I only use manual settings. I have kept exactly the same parameters for both exports and Proteus was running on CPU (with maybe 100W pulling from GPU) while Gaia was running on GPU with 580W pulled.
This has always been the case with Gaia. It’s made in more of CUDA style implementation. If I remember correctly, it did not get a speed improvement when they added the Tensor support. Proteus did get a speed boost, and for the first few versions after it, people complained that their GPUs weren’t being used enough. In reality, most monitoring tools just couldn’t show that tensor cores were contributing to GPU utilization.
I think it’s still similar: Task Manager can report tensor core as GPU usage, but it still won’t call 100% tensor core utilization as 100% GPU utilization. (I could be wrong on this idea.)
Aye, I dont need monitoring tools to show me 3D engine stats but I look at overall wattage of the card.
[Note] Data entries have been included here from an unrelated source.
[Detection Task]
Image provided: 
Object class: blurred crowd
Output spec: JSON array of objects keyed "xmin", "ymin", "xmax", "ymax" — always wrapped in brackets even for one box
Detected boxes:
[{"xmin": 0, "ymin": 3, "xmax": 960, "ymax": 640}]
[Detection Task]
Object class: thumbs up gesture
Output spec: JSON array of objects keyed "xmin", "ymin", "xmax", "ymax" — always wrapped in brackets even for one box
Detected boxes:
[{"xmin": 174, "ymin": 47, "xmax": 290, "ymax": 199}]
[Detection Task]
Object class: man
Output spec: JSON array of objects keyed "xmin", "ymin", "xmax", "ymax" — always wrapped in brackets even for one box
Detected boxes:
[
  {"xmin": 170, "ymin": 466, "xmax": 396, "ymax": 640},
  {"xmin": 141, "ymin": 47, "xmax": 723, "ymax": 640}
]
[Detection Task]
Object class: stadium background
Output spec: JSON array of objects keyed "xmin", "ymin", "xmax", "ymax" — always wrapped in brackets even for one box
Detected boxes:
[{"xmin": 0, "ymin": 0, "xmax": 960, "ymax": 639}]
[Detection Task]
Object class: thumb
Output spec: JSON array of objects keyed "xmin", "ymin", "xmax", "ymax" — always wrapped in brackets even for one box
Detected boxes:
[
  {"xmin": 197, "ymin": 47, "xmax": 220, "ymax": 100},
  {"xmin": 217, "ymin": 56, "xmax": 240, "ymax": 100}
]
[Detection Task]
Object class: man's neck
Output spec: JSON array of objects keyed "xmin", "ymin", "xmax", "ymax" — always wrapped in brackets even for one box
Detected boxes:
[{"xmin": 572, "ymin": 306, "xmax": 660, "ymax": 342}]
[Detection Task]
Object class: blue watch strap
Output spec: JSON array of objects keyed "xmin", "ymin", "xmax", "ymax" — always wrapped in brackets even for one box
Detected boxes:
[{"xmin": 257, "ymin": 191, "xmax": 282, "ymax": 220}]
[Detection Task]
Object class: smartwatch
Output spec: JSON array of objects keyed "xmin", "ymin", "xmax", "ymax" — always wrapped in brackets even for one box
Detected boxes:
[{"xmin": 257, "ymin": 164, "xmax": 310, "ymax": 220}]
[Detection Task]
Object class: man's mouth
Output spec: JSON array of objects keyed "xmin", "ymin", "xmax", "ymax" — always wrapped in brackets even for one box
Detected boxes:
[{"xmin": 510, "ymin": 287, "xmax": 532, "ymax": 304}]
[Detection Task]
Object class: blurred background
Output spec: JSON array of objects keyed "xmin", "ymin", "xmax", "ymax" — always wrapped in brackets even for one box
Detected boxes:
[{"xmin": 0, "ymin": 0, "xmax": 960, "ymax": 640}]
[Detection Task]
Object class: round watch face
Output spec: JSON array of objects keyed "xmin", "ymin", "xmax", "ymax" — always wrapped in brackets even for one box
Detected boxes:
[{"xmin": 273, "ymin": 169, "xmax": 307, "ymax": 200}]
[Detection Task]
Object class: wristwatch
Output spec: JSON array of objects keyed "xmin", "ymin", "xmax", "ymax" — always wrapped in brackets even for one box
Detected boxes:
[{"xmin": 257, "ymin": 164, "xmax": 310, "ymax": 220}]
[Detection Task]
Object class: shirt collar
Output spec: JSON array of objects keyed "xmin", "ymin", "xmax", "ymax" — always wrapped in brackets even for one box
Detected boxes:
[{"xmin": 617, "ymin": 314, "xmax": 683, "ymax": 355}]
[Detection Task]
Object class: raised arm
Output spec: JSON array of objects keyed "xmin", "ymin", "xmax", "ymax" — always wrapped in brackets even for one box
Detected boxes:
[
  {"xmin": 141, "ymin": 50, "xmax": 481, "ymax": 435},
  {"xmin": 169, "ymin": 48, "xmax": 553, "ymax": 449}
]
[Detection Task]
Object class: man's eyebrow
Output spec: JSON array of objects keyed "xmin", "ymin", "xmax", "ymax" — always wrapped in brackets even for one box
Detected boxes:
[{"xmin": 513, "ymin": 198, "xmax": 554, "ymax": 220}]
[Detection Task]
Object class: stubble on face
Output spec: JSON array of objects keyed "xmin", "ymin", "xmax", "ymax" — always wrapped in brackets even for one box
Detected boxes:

When I see 50-100W I know its not being really used.
I hope Devs optimize other models (Proteus included) to actually use the cards how its intended.
No idea how accurate this site is, but it suggests that the wattage of a tensor load will be less than CUDA. Will it be 50-100W versus 550-650W? I have no idea.
Without detailed settings (processing preferences, enhancement settings used, codec export settings), the most anyone can offer is wild guesses.
For example, the processing preferences can have a large affect on processing speed. Having AI processor set to Auto can be suboptimal. Max processes? Too few or too many? The defaults are not always the best.